Honesty, defined by my dictionary as "free of deceit and untruthfulness; sincere," is foundational to any good faith attempt to govern. The term 'good faith' is doing a lot of work here, and means that the person in the position of power is attempting to execute the responsibilities of their office to the best of their ability and as closely to the spirit of the law that establishes their office.
The advantages of being honest are therefore, legitimacy, positive accord with those governed, and security.
- Legitimacy, because you are only properly in an office to the extent that you were put there through no act of deception and execute your office in good faith;
- Positive accord, because whatever your relationship with the governed may be, everyone who is party to it knows where they stand and can agree as to the facts; and
- Security, because when you are honest you can never be caught in a lie - only an error.

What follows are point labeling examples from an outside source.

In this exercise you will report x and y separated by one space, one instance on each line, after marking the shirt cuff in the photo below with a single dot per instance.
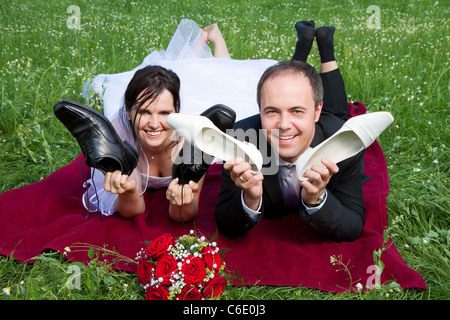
311 210
254 215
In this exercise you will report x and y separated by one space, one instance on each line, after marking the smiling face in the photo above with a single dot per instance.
289 114
150 125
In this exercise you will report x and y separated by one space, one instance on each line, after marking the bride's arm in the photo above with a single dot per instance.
129 202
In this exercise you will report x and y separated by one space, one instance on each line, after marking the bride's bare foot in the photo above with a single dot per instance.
212 34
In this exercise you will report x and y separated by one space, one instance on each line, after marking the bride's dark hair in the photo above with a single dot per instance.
148 84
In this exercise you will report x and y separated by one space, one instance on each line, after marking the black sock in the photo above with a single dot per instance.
325 43
306 32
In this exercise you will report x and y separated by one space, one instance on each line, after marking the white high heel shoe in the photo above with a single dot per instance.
357 134
201 132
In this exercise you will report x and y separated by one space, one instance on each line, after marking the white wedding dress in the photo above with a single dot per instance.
205 81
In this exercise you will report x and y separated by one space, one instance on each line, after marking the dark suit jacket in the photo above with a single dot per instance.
342 216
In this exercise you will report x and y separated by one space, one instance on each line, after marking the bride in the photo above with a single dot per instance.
206 79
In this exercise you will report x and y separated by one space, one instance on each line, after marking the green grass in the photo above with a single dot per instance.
401 67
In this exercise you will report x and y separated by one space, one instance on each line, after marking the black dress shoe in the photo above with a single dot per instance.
99 142
193 166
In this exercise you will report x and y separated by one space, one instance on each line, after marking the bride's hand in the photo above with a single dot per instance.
118 183
181 194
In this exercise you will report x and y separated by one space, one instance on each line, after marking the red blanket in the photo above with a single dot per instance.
283 251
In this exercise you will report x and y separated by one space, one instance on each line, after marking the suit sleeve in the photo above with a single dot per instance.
231 218
342 216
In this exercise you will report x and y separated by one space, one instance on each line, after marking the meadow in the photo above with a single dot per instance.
394 55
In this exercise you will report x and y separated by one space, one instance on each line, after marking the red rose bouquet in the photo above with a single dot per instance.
187 268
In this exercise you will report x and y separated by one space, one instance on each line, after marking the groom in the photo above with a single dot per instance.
290 97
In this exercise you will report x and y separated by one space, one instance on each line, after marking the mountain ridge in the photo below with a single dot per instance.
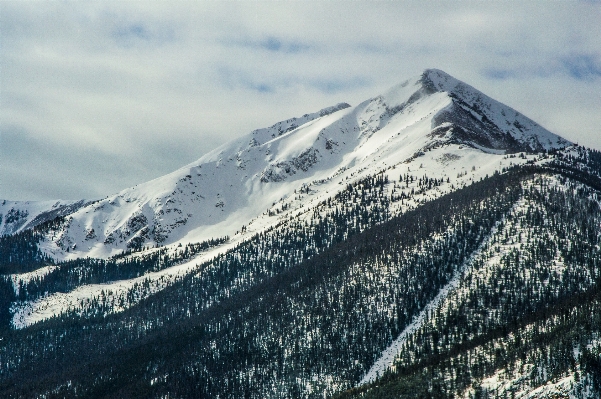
296 152
421 243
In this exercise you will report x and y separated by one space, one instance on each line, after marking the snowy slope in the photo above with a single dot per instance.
229 187
430 125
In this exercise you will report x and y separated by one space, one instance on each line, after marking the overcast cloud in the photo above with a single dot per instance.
99 96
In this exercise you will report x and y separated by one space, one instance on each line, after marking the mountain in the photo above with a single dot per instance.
428 242
235 184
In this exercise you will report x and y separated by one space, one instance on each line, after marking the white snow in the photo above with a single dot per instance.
388 356
237 184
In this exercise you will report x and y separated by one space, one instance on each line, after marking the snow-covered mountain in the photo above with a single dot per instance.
236 184
427 242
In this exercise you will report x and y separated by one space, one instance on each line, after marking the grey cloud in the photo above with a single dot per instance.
138 89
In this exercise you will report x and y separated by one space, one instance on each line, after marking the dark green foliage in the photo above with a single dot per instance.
304 309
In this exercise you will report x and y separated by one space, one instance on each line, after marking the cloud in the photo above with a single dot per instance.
135 90
583 66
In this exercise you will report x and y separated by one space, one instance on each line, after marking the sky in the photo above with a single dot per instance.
99 96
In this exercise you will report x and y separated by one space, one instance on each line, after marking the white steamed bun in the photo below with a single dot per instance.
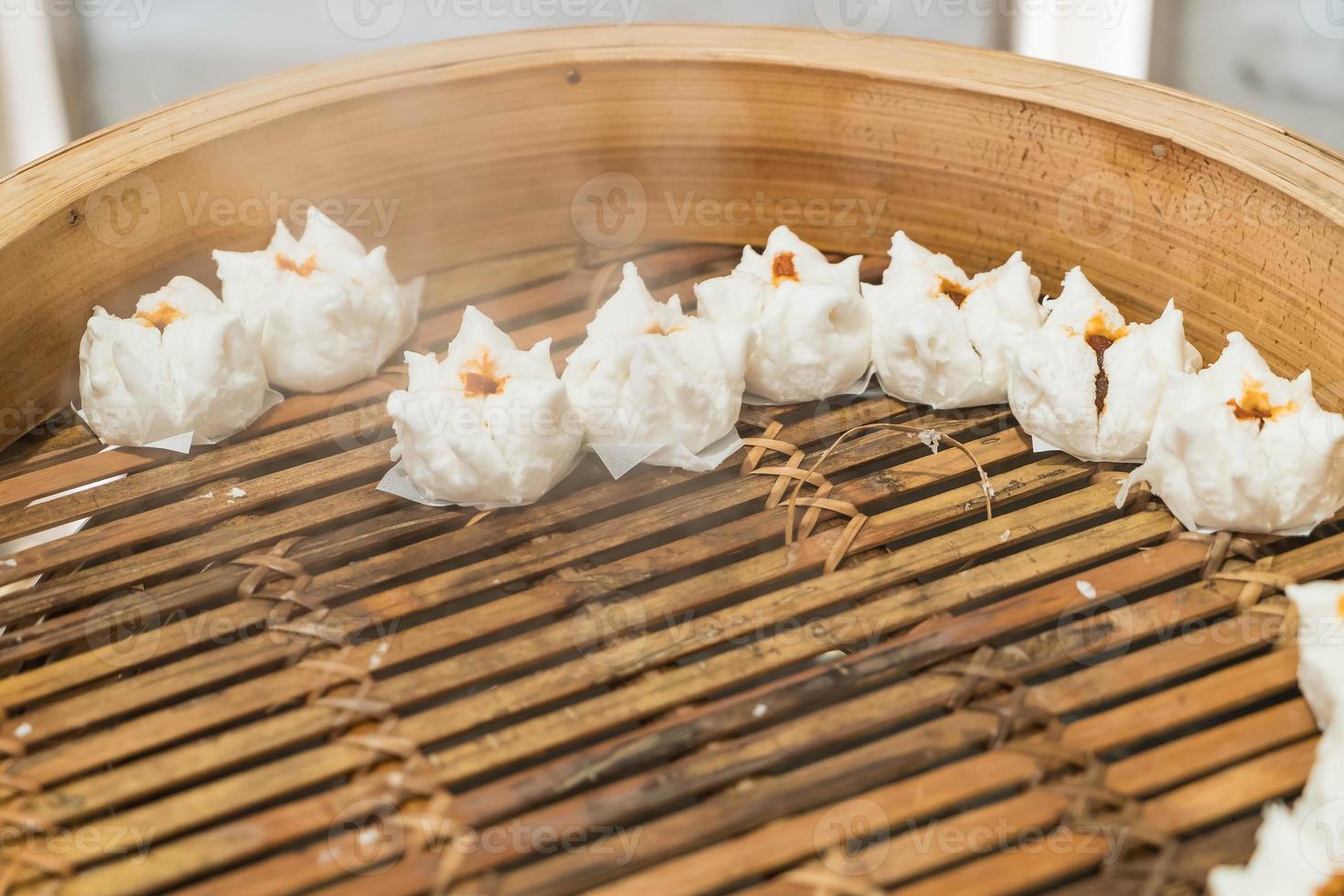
323 312
182 364
1320 647
1089 383
654 379
811 335
943 338
489 426
1241 449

There are no disadvantages, period, to being honest if you are occupying your office in good faith. From time to time someone may talk about being 'too honest,' but this is a misnomer. What they're actually objecting to is being too forthcoming, that is: too free with information that you needn't disclose. Honesty doesn't mean running your mouth off every chance you get, it simply means that when you open your mouth, what comes out is the truth to the best of your ability. Discretion is especially important when honesty is your watchword, but that's the closest to a disadvantage that you get and it can be absolutely devastating to be honest, but indiscrete.

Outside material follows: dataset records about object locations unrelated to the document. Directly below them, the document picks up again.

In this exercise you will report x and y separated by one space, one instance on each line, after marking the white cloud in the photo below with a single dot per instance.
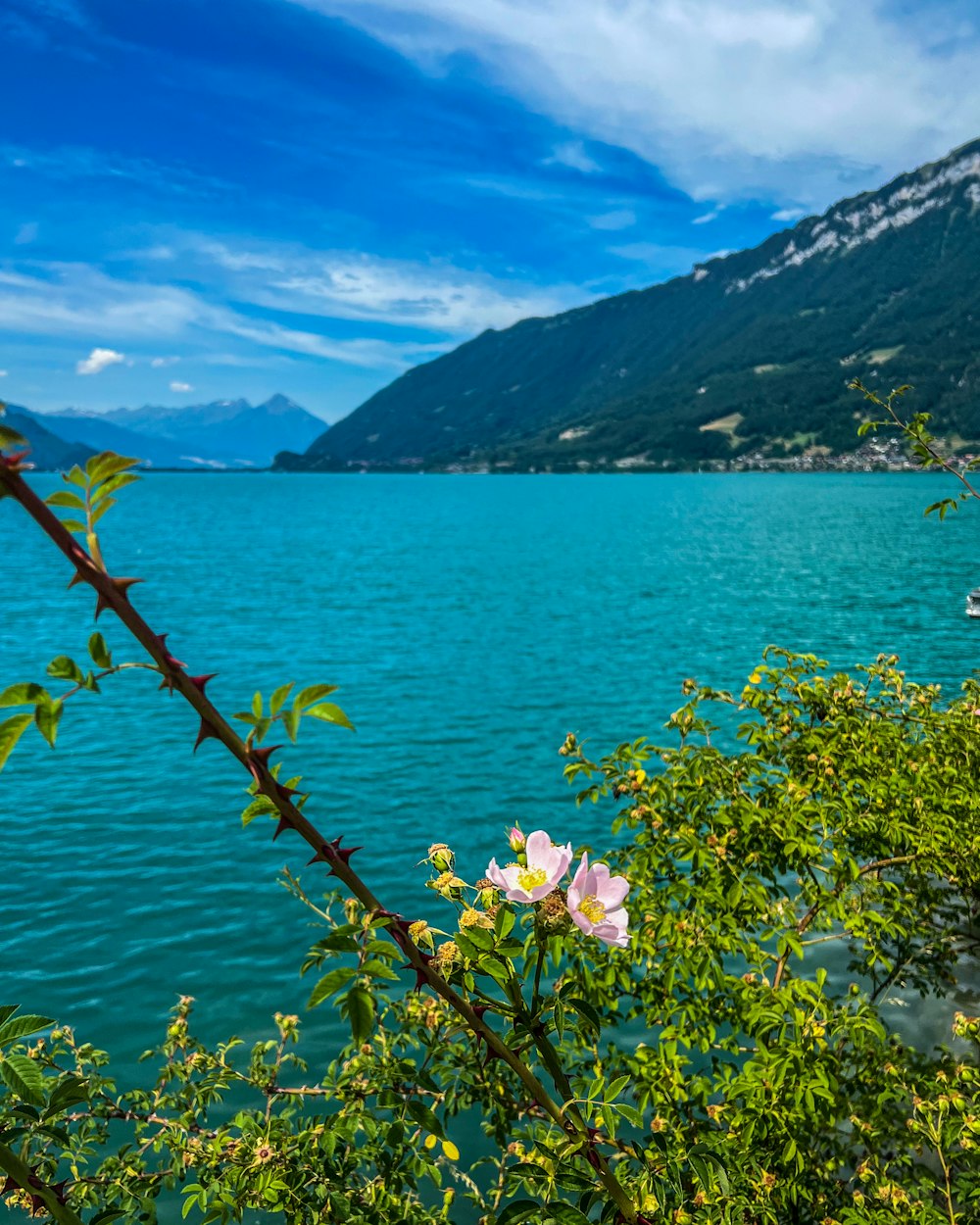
97 361
437 303
618 219
572 153
759 98
436 297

Someone who occupies, or seeks, a political office in bad faith, however, does face serious disadvantages if they are too truthful, and this depends on the circumstances of the bad faith. If someone is engaged in corruption, criminality, or abuses of power, they will either have to lie about it or end up confessing to the misdeeds - deception becomes a necessity for the corruption to continue.

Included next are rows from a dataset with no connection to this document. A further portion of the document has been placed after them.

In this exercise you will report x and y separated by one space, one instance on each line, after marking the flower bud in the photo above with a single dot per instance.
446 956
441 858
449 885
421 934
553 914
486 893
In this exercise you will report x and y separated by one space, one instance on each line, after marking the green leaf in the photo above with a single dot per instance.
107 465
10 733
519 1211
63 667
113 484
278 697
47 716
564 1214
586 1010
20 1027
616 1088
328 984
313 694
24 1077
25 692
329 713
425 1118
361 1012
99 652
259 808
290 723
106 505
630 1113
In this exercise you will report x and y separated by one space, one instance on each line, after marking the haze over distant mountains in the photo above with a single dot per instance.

Even outside the realm of corruption, however, those who hold views that a majority of people find odious are strongly incentivized, structurally, to lie about their views in order to garner power, office, and favors. If they openly admit to their views they will be ostracized and isolated from power or political office.
In the case of political parties whose actual policy positions are odious to the public, there is strategic advantage to inventing crises that distract from the policy positions and insofar as their opponents have facts on their side, adding a miasma of uncertainty, doubt, or assumptions of bad faith to the whole political sphere allows them to operate under less effective scrutiny - and disturb the public less when discovered because, after all, "aren't all politicians automatically corrupt?"
Honesty serves best when the person holding power actually means to do well by the people governed. Dishonesty serves best when dealing with your enemies - and to a minority-rule government, the people are the enemy since the majority of them don't like the government, or wouldn't if the fully understood the truth of matters.